Yonina Eldar
Joseph E. Aoun Professor, Northeastern University
Talk recording
Deep neural networks have achieved unprecedented performance gains across numerous real-world signal and image processing tasks. However, their widespread adoption and practical deployment are often limited by their black-box nature—characterized by a lack of interpretability and a reliance on large training datasets. In contrast, traditional approaches in signal processing, sensing, and communications have long leveraged classical statistical modeling techniques, which incorporate mathematical formulations based on underlying physical principles, prior knowledge, and domain expertise. While these models offer valuable insights, they can be overly simplistic and sensitive to inaccuracies, leading to suboptimal performance in complex or dynamic real-world scenarios. This talk explores various approaches to model-based learning which merge parametric models with optimization tools and classical algorithms to create efficient, interpretable deep networks that require significantly smaller training datasets.

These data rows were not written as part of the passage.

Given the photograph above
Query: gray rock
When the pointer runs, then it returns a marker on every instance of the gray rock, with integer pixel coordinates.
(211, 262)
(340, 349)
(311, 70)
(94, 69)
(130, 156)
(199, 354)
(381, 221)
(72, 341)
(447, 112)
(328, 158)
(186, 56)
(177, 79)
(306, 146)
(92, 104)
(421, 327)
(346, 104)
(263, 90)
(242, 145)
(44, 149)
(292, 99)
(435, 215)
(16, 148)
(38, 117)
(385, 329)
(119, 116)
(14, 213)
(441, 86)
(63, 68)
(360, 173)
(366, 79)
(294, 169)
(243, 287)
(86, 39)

We demonstrate the advantages of this approach through applications in image deblurring, image separation, super-resolution for ultrasound and microscopy, radar for clinical diagnostics, efficient communication systems, low-power sensing devices, and more. Additionally, we present theoretical results that establish the performance advantages of model-based deep networks over purely data-driven black-box methods.
About the speaker
Yonina Eldar is the Aoun Chair Professor of Electrical and Computer Engineering at Northeastern University. She founded and heads the Signal Acquisition Modeling Processing and Learning Lab (SAMPL) and the Center for Biomedical Engineering at the Weizmann Institute. She is also a Visiting Professor at MIT and Princeton, a Visiting Scientist at the Broad Institute, and an Adjunct Professor at Duke University and was a Visiting Professor at Stanford. She is a member of the Israel Academy of Sciences and Humanities and of the Academia Europaea, an IEEE Fellow and a EURASIP Fellow. She received the B.Sc. degree in physics and the B.Sc. degree in electrical engineering from Tel-Aviv University, and the Ph.D. degree in electrical engineering and computer science from MIT. She has received many awards for excellence in research and teaching, including the Israel Prize (2025), Landau Prize (2024), IEEE Signal Processing Society Technical Achievement Award (2013), the IEEE/AESS Fred Nathanson Memorial Radar Award (2014) and the IEEE Kiyo Tomiyasu Award (2016). She received the Michael Bruno Memorial Award from the Rothschild Foundation, the Weizmann Prize for Exact Sciences, the Wolf Foundation Krill Prize for Excellence in Scientific Research, the Henry Taub Prize for Excellence in Research (twice), the Hershel Rich Innovation Award (three times), and the Award for Women with Distinguished Contributions. She was selected as one of the 50 most influential women in Israel, and was a member of the Israel Committee for Higher Education. She is the Editor in Chief of Foundations and Trends in Signal Processing, a member of several IEEE Technical Committees and Award Committees, and heads the Committee for Promoting Gender Fairness in Higher Education Institutions in Israel.